We now have several clues as to why the stops are failing.

  1. People continue doing something the manufacturer says not to do.
  2. The slide stop is made from a single piece of sheet metal, stamped (“pressed” for Europeans) and folded to net shape.
  3. There is a small rounded notch, adjacent to the part of the stop that folds over to the inside, right where the part Kyle photographed began to fail (see where the failure crack is kind of gray at the top? That’s the oldest part of the failure. When it weakened the slide stop enough, the rest failed all at once — that’s the shiny part of the crack). The reason for the notch is to prevent a “stress riser” from causing the part to begin failing at this point, and it obviously is not working in 100% of use conditions.
  4. And that the problem just started showing up with greater frequency, suggests that some aspect of the manufacturing of the part may have been changed recently. Manufacturers are always making small changes in parts to improve something about them (often something that matters to the manufacture, like lower cost, or increase speed of manufacture, and doesn’t matter quite as directly to customers). Manufacturers also are known for making parts in-house and outsourcing other parts to subcontractors. These subs can change at any time.
  5. Putting thumb pressure on the slide stop stresses it several different ways. It can load it in torsion (twist), for which the engineers probably didn’t do the math on this part. It will definitely bend the part laterally (per the gun’s orientation). That stresses the outboard (left) side of the slide stop in tension, and the inboard (right) side in compression. Another way to think about it is when you bend a plate or bar, the side bent convex is loaded in tension, and the side bent concave is loaded in compression. Our best guess (and based on one picture of one part, it can be no more than a guess) is that this part began to fail from tension at the upper outboard corner of the slide stop.
  6. It’s a trivial physics or engineering problem to calculate the stresses on the part, but to know whether they exceeded the design strength of the part, we’d need to know the exact materials and heat-treating condition of the part.

A question on the Instagram page about whether this is happening primarily in high round-count guns isn’t answered, but round count doesn’t necessarily load the slide stop. A lot of cop guns are seldom fired, but are loaded and cleared at least once every shift. If they’re thumbing the slide stop a lot, they can bust their slide stop without even firing a shot.

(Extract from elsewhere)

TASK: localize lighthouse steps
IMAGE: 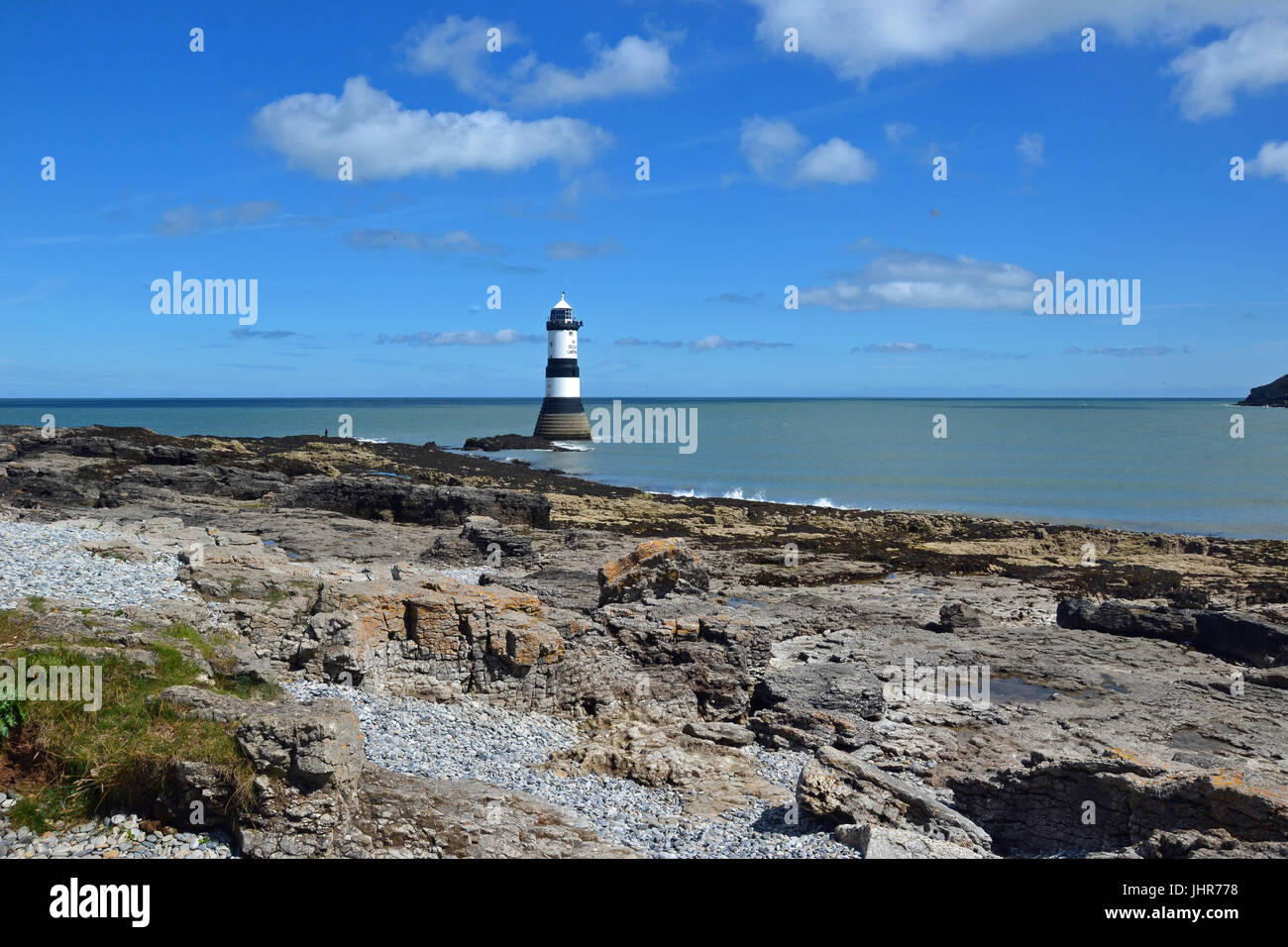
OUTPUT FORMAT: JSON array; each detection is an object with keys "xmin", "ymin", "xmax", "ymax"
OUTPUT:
[{"xmin": 532, "ymin": 408, "xmax": 590, "ymax": 441}]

One last thing: the failure of this actuating button end of the slide stop makes it impossible (or very difficult, requiring tools) to lock the slide back without an empty mag in the pistol. However, without the end of the stop, it looks to us like the basic running of the gun would still be OK, until you needed the slide stop to handle a malfunction. So in combat terms, this failure of the slide stop is fail safe.